Healthy Mindset | Part 2: Thinking styles that sabotage mental health
Welcome to Part 2 in our Develop a Healthy Mindset series. In Part 1 : Review, Reset, Refocus we focused on starting the process of changing your mindset by:
Looking at those aspects of your thinking to keep and those aspects to change
Developing realistic expectations about what it takes to change your mindset
Planning ahead to anticipate changing your mindset and troubleshooting potentially tricky situations
Today we’re focusing on how you treat your thoughts. In an ideal world we would all be level-headed and reacted to situations in a reasonable manner. The reality, however, is that negative thoughts and biases can creep in all too easily. Aaron Beck, a hero of modern psychology, realised that not only do people often make mistakes in their thinking, but many of us are making the very same mistakes.
Below we've put together an infographic on ten common mistakes in thinking[1], examples of each of these, and even a FREE PRINTABLE at the end of this post for those folks who would like to print it and put it somewhere prominent as a reminder.
As you read through these thinking styles see if you can spot any that particularly ring true for you.
How thinking styles influence our mental health
1. Black and White thinking style There’s no middle ground when you see the world in black and white. You either ace the exam, or you’ve blown it as anything less that your target mark is a fail. If you’re trying to eat well, one burger means you’ve fallen off the wagon, and may as well not bother. One screw up by a friend means they’re not trustworthy.
2. Negative Filter One small negative outcome colours your entire view, and overrules all of the other positives that may be applicable. If you throw a dinner party and one friend makes one snide remark, you filter out all of the lovely things countless other friends said, and the fact that the overwhelming majority of your guests had fun, and just focus on that one remark.
3. Catastrophising Let’s be honest, who hasn’t done this once or twice? Catastrophising means blowing something all out of proportion, and making mountains out of molehills. All of this dramatises just how awful things are in comparison to the reality. For example, shortness of breath becomes an impending heart attack, a missed deadline becomes proof you’re about to get fired, or a speeding ticket becomes the end of the world.
4. Emotional reasoning You presume that just because you feel a certain way, that emotion must be an accurate reflection of reality. “I woke up feeling blah so I must look blah. I feel doubt therefore my boyfriend must be cheating. I feel unloved therefore nobody loves me” or “I feel so anxious about this flight it must mean that the plane is going to crash”.
5. Personalisation When things go wrong, instead of seeing all of the many factors that went into it, you make it personal, and see it as your fault. You suggest a picnic out with friends and it rains that day – you then beat yourself up for causing your friends to have a bad day because you’re the one that suggested a picnic on that particular day.
6. Shoulds and musts This goes beyond having standards, it’s applying those standards rigidly, no matter the context. There’s little room to move, “I must exercise three times a week because that’s what I’ve decided. My partner should listen to me because I know what I’m doing”. If your shoulds and musts aren’t met, disappointment and failure result.
7. Labelling Labelling can apply to yourself (“I dropped the glass, I’m so stupid!”). It can also apply to others (“She’s a drama queen, he’s a bad dad”). Rather than focusing on the action, you turn it into a character flaw. Even if you don’t say it out loud, say it in your head often enough and you’ll start to believe it.
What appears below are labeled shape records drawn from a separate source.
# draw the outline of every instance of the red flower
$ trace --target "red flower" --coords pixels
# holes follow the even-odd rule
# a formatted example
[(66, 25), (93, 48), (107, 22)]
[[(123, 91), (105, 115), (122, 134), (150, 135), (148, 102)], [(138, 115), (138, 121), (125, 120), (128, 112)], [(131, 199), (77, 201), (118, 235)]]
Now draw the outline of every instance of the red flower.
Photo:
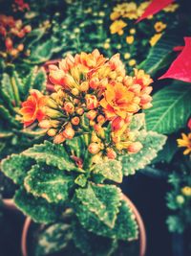
[(22, 104), (20, 113), (23, 116), (23, 123), (25, 127), (29, 127), (35, 120), (42, 121), (45, 117), (43, 106), (46, 105), (46, 97), (38, 90), (32, 90), (31, 95), (27, 101)]
[(137, 23), (140, 20), (147, 18), (150, 15), (153, 15), (162, 9), (164, 9), (166, 6), (172, 4), (174, 0), (153, 0), (151, 4), (147, 7), (143, 14), (138, 19)]
[(159, 80), (175, 79), (191, 82), (191, 37), (184, 37), (185, 46), (167, 72)]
8. Minimising Dismissing or undervaluing the positives. If you get a compliment you may wave it away and explain it to yourself as, “They’re just being nice”. If you have a win with something you may caution yourself, “Don’t forget that was just one win, you usually fail”. If you played a role in the success of a project you downplay your contribution, “I only did this one small part”.
9. Fallacy of fairness Presuming that other people and the world in general should follow your internal rulebook of what’s fair and what’s not. Got passed over for a promotion that you were perfect for? Your baby who reliably goes down for two naps a day has chosen to miss one today? There are plenty of times when life is unfair. Those of us who suffer most though, are the ones who cling to the idea that a fair life is something we have a right to expect.
10. Mind reading Sometimes, we don’t bother with facts, and instead just assume that this ‘must’ be what someone thinks. In awkward social situations you may catch yourself thinking “They think I’m inept”. At home you may supply your partners thoughts for them “I didn’t do the dishes, so she’s going to be stewing about how I don’t pull my weight around the house”.
Here’s a challenge for you – see if you can catch yourself using any of these thinking styles in the coming week.
[1] Beck, A. T. (1976). Cognitive therapies and emotional disorders. New York: New American Library.
Burns, D. D. (1980). Feeling good: The new mood therapy. New York: New American Library.